The big catch phrase for those fighting to keep subsidized student loan interest rates at 3.4 percent is “don’t double my rate.” That’s because the rate is set to increase from 3.4 percent to 6.8 percent on July 1. But if President Obama’s Rose Garden pep rally today is any indication, the phrase should be more like “don’t raise my rate at all.”


The POTUS attacked recently passed legislation in the House–which tracks pretty closely with his own proposal–because, he said, it doesn’t do enough to keep loan rates low. Really? The Smarter Solution for Students Act–which, by the way, is hardly all that smart–would set interest rates for subsidized loans at the 10-year Treasury note plus 2.5 percent. Today, that rate is 2.3 percent. Adding 2.5 to it is 4.8 percent, absolutely not a doubling of 3.4.

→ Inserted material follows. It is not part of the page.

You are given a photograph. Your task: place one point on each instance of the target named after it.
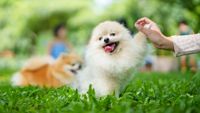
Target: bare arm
(187, 44)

Of course, T‑bill rates could, and likely will, rise, but the main point is supposed to be to make student loan rates track with normal interest rates rather than have politicians set them arbitrarily. That was certainly the case over the last few years, when student loan rates didn’t plummet along with overall rates. But it seems a tracked rate isn’t really what students and colleges want: they want super-cheap–preferably free–loans, which makes sense (for them). Like normal people, they want money at as little cost to themselves as possible. Unfortunately, but not surprisingly, that is what many vote-seeking politicians want to give them, despite the powerful evidence that aid mainly lets colleges raise their prices at breakneck speeds, fuels demand for frills, and abets serious noncompletion. In other words, it likely does more harm than good.


All of this is why Washington should get out of student aid entirely. But for that to happen, regular people will have to make their catch-phrase, “Don’t give them loans at all.”